The border also attracts thousands of illegal job seekers every day, few of whom work locally. Rather, they merge into the U.S.'s growing underground economy, whose pool of workers includes an estimated five million undocumented Latinos. With each passing year, many other parts of the U.S. far from the border come to mirror the San Diego labor market.
According to a study being released today by the Pew Hispanic Center, a think tank in Washington, Latino workers accounted for 40% of the 2.5 million jobs created last year, despite comprising barely 15% of the U.S. work force. Even more striking, 88% of the one million new jobs filled by Latinos went to recent immigrants, mainly from Mexico. Dozens of U.S. job categories have become "Mexicanized." Today, nearly half of all plasterers and stucco masons are foreign-born Latinos, while immigrants hold at least 40% of all jobs in such occupations as garment pressers, drywall installers and ceiling-tile installers.

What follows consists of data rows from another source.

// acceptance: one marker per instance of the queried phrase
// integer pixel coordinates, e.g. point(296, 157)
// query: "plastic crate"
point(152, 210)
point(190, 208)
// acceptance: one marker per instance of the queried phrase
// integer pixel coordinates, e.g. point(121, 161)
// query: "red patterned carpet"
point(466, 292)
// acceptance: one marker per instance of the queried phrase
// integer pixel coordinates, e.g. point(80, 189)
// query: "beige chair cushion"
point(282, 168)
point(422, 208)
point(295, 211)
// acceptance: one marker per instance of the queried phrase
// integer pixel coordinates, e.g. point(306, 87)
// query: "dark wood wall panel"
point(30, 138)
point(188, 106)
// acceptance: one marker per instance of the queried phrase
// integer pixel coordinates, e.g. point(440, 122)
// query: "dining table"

The surge in hiring comes at a price, the Pew report reveals -- falling wages. In 2004, Latino workers' median weekly earnings were $400, down from $411 in 2003 and $420 in 2002. "No other major group of workers has suffered a two-year decline in wages," says Rakesh Kochhar, author of the report.
Why are jobs increasing, but wages falling? Mexican immigrants are changing destinations, bypassing high-cost cities on the coasts and flocking to small towns in rural America. There, they manage to find work in low-wage industries, but their greater numbers make it easier for employers to keep salaries low.
"Fifteen years ago nearly 60% of Mexican immigrants worked in California," says Gordon Hanson, economics professor at the University of California at San Diego. "Today it's barely 40%."
The "Mexicanization" of the U.S. job ladder's lower rungs raises important political and economic questions. Will support diminish for minimum-wage increases when most low-wage earners are immigrants who can't vote? As industries like construction, food service, lodging and landscaping grow dependent on imported labor, will they face labor shortages if border security is tightened.
The Pew study supports the theory that immigrants are supplementing the U.S. work force, not pushing native-born Americans out of jobs. Native-born U.S. workers have become better-educated and more ambitious in the past four decades. The percentage without a high-school diploma has dropped to about 9% from 52% in 1960. And these U.S. workers are looking for higher-skilled, higher-paying jobs.
So opportunities abound for low-skilled Latino immigrants. Even where illegal immigrants do compete with native-born workers, the larger labor pool may produce more jobs overall. That is because "employers are forgoing labor-saving machinery to rely on more laborers," says Ethan Lewis of the Federal Reserve Bank of Philadelphia. "That has the effect of saving jobs."
The flip side of lower wages for workers, of course, is a boon for employers, who can use the savings to keep prices lower. Consider the interstate motel business.
When Hasmukh P. Rama opened his first motel in 1973, he had no Latino workers. Today, his JHM Hotels Inc. employs nearly 1,000 people across six Southeast states, 300 of them Spanish speakers. "In an industry where labor shortages are endemic, we have stability" because of additional immigrant labor, says Mr. Rama, who pays entry-level hires $6 an hour. "We're not all fighting for the same employees and bidding up prices."
Harvard economist George Borjas, who is a Cuban immigrant, warns that the U.S. economy's dependence on imported labor obscures many costs. Besides the expense of assimilating immigrants, businesses may be slower to innovate if they can make do with cheap labor.
Mr. Borjas cites Japan as an example of a developed economy that was forced to become more productive because of its anti-immigrant policies. Americans may delight at the Japanese mania for vending machine and other quotidian gadgets, but the economist says that shows a Japanese willingness to mechanize, in contrast to the U.S. choice to Mexicanize.
"Japan chose to robotize," Mr. Borjas says. "Mexican immigration has given us a very labor-intensive economy."